La ciudad

Un lugar de pertenencia para unas 40 personas

El taller de inclusión funciona desde hace 6 años y cuenta con un plantel de 7 docentes que realizan una comprometida tarea de enseñanza, contención y estimulación para unos 40 adolescentes y adultos, de entre 15 y 55 años, con diferentes discapacidades.

Lunes 16 de Julio de 2018

El taller de inclusión funciona desde hace 6 años y cuenta con un plantel de 7 docentes que realizan una comprometida tarea de enseñanza, contención y estimulación para unos 40 adolescentes y adultos, de entre 15 y 55 años, con diferentes discapacidades. Todos son hijos de afiliados, no pagan un solo peso extra y van de lunes a jueves de 8 a 16.

La idea el espacio, según sus responsables, es utilizar "el arte como herramienta de inclusión". En esa línea, los alumnos realizan tareas como escultura, escritura, pintura, sublimado, muñecos o carpintería, entre otras. Natalia Iglesias lo define como "un lugar de pertenencia y solidaridad" donde "se trabaja a través del deseo".

De a poco, fue surgiendo la necesidad de darle un enfoque laboral. "La sociedad los ve como niños eternos, con un deseo relegado o mutilado. Y ellos quieren trabajar, tener su ingreso, incluirse al mundo de manera convencional", comenta. Allí surgieron las experiencias de producción de objetos para vender (muñecos, remeras, juguetes), a través del programa Rosario Emprende del municipio para comercializar los productos en el Biomercado y la feria de la plaza San Martín, en formato de cooperativa y con distribución de las ganancias entre los integrantes.

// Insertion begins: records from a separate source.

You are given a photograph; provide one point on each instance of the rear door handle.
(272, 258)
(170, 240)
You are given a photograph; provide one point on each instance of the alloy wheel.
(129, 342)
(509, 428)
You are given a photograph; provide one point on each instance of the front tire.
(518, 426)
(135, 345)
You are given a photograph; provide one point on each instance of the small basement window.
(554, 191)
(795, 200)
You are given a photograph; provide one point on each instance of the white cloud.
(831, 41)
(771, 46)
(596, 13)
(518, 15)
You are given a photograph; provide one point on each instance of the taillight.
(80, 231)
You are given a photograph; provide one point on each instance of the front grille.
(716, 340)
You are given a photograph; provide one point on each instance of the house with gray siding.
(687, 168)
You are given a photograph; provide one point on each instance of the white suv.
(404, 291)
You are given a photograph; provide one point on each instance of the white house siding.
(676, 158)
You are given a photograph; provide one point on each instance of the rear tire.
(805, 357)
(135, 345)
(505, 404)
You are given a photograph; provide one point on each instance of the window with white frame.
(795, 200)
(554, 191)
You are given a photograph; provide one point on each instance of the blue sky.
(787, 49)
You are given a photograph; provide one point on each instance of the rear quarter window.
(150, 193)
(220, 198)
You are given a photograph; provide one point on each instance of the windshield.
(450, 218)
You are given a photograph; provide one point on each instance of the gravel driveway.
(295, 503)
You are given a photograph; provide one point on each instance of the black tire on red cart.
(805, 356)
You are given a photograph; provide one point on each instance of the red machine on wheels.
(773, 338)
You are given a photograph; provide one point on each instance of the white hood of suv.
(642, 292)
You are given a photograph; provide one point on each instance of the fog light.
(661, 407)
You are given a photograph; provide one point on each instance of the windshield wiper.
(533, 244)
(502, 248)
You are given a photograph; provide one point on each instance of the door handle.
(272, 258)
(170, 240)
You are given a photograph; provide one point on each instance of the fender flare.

Y después llegó la oportunidad de la proveeduría. "En un contexto en el que el país está en llamas y todo es recortado, el sindicato apuesta a la inclusión real, desde la acción y no desde un perfil asistencialista. Es un trabajo en serio, remunerado, de verdad. Esto los convierte en sujetos de deseo y de derecho", sindica la licenciada en educación especial. Hay un detalle especial que cimenta esta visión: cuando Iglesias se refiere a los miembros del taller que comenzaron a trabajar en la proveeduría, no dice "los chicos", ni mucho menos "mis alumnos". Dice "los compañeros", porque son trabajadores.

En cuanto a la preparación, la responsable del taller detalla que primero se hizo una selección de quienes podían ser los más aptos, de acuerdo a sus capacidades y problemáticas particulares, para poder sostener la tarea todos los días. También señala que "se trabajó psicodramáticamente, por la ansiedad que podían generar algunas escenas temidas". Sin embargo, "la proveeduría les dio la bienvenida, tanto los otros trabajadores como los clientes", celebra.